La respuesta de muchos gobiernos a las protestas sociales y políticas de los primeros años del siglo XXI demuestra que el pensamiento autoritario va recuperando el terreno que se creía que había perdido

También se anda “hacia la no libertad” cuando se cae en el negacionismo plausible, que consiste en negar la discriminación o los actos de represión acusando a las víctimas de haberlos provocado. En España el negacionismo es ahora plausible y perverso a la vez, como hemos podido comprobar esta última década, sobre todo porque el Estado está en manos de descendentes del franquismo, que son los mismos que combaten las “ideologías de género” con el “pin parental”. El PSOE se alió con ellos en 2006 sin demasiadas manías, a raíz del Estatut, porque llegó a la conclusión de que la exigencia catalana de un reconocimiento superior era consecuencia de haber consentido la pervivencia de una identidad catalana diferenciada. En un debate en Sevilla entre Paco Vázquez, Fernando García de Cortázar y un servidor, el moderador, Arturo Pérez-Reverte, me preguntó por qué en Francia no existía un problema como el nuestro. Le respondí que el nacionalismo francés había triunfado y que de esa manera había podido acabar con la diferencia. La había eliminado con la represión y la discriminación. Entonces él, alardeando de su españolismo, en vez de intentar encontrar una solución democrática a la diferencia existente aún hoy, se preguntó, casi metafísicamente, “así pues, ¿que se joda [España]?”. Y le respondí que sí. Al día siguiente el escándalo era que yo hubiera confirmado aquel lamento nacionalista y no que Pérez-Reverte y los otros tertulianos hubieran negado los derechos de los diferentes en nombre de una España superior y castellanizada.

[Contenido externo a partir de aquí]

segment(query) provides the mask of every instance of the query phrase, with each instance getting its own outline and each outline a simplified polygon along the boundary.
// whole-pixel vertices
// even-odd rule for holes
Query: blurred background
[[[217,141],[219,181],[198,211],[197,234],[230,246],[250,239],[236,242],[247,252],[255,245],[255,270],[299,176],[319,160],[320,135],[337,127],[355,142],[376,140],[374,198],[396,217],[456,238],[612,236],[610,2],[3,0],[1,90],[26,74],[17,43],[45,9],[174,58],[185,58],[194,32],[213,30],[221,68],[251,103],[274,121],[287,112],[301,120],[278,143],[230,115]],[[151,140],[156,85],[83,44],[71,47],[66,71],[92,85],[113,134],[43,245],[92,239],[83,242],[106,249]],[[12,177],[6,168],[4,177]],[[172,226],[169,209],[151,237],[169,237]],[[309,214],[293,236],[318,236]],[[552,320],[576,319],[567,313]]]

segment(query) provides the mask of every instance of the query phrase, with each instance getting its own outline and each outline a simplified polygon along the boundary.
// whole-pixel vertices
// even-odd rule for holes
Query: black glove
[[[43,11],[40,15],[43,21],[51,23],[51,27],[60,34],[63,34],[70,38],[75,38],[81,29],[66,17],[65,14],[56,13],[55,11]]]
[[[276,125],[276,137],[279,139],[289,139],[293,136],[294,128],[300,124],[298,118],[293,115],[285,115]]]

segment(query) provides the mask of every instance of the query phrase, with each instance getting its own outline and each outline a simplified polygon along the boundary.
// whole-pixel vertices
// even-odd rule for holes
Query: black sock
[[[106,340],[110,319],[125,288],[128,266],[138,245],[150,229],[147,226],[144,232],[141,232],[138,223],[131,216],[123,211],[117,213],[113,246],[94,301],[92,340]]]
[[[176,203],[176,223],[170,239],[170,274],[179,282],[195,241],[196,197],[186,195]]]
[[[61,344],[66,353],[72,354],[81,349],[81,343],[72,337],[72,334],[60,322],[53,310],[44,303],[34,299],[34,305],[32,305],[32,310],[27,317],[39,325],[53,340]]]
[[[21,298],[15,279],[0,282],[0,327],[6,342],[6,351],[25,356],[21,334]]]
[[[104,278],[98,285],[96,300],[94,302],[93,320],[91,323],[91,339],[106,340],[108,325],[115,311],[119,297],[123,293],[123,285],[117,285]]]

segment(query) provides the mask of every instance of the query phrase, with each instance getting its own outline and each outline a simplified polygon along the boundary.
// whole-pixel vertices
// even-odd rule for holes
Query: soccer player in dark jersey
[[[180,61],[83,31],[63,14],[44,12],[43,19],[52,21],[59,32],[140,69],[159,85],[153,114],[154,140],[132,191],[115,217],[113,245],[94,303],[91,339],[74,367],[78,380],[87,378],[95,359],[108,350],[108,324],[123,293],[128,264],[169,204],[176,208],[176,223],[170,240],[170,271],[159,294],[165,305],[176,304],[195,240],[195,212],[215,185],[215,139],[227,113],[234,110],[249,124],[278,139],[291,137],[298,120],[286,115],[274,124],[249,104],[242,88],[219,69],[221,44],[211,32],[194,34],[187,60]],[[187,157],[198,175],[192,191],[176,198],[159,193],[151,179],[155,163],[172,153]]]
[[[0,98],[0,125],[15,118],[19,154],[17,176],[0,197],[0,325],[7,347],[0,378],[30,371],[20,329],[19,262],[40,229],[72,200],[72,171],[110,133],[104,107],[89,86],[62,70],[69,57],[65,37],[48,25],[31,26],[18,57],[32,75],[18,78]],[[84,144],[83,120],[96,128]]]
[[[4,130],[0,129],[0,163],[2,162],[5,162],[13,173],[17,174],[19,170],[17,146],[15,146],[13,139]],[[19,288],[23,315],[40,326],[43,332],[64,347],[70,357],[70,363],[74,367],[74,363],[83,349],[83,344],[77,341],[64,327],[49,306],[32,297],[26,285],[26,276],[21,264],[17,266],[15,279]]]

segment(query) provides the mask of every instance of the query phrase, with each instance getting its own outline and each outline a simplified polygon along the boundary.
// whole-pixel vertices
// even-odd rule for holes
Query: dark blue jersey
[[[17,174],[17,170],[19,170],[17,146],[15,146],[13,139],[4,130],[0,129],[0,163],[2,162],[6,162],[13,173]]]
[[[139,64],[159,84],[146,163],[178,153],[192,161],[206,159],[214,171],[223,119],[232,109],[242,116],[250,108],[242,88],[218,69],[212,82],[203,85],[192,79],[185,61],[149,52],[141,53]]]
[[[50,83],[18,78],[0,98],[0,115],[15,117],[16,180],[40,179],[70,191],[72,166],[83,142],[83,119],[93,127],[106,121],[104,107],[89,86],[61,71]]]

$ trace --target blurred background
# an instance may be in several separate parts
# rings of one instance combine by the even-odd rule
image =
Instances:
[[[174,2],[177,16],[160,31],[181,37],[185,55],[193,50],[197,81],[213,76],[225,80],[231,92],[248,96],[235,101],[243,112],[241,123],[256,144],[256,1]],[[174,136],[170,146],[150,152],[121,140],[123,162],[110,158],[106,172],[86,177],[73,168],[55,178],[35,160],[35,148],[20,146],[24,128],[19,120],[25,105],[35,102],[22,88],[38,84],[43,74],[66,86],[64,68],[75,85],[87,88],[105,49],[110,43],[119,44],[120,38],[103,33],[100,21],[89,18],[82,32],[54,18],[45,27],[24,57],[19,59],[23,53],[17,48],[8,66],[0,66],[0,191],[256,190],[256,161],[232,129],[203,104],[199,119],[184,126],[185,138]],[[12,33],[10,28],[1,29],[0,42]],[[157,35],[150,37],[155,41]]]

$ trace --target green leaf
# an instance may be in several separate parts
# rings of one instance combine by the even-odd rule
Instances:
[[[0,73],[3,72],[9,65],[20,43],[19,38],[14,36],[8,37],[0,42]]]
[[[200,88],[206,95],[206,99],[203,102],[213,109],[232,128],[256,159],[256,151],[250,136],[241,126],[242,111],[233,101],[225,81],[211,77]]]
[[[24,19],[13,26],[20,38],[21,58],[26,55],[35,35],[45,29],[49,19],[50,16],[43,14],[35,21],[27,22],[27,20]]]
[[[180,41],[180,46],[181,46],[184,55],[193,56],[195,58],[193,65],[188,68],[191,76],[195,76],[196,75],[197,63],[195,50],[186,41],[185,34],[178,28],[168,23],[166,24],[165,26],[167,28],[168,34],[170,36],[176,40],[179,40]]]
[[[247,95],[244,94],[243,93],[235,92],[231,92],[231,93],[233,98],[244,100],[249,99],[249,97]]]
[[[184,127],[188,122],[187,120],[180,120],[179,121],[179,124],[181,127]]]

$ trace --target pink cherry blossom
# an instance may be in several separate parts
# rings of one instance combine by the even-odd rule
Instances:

Normalizar los estados “autoritarios con elecciones”, aceptar como si nada que el autoritarismo penetre otra vez en la piel de muchos gobiernos con la intransigencia propia de las dictaduras, demostraría que no se ha aprendido nada de la historia reciente. Hay que vencer el miedo, decía Manuel Castells cuando ejercía de catedrático con espíritu crítico, antes de ser ministro de la monarquía del 3-O. Ciertamente, ante la arbitrariedad del poder solo sobreviven las personas y los pueblos que consiguen superar el miedo, que es una emoción básica de los humanos. “Persistimos y ganaremos” no era un simple eslogan electoral para lograr un escaño en el Europarlamento, ganado, también, en un tribunal de Estrasburgo. Era una declaración de principios, una forma de mostrar que los independentistas no tenían miedo y de oponerse al autoritarismo que les encarcela y les persigue. Haber perdido el miedo llevará a los exiliados a Perpinyà para reencontrarse con su gente. Más temprano que tarde el Tribunal Europeo de Derechos Humanos dará la razón a los demócratas catalanes como se la ha dado a los turcos.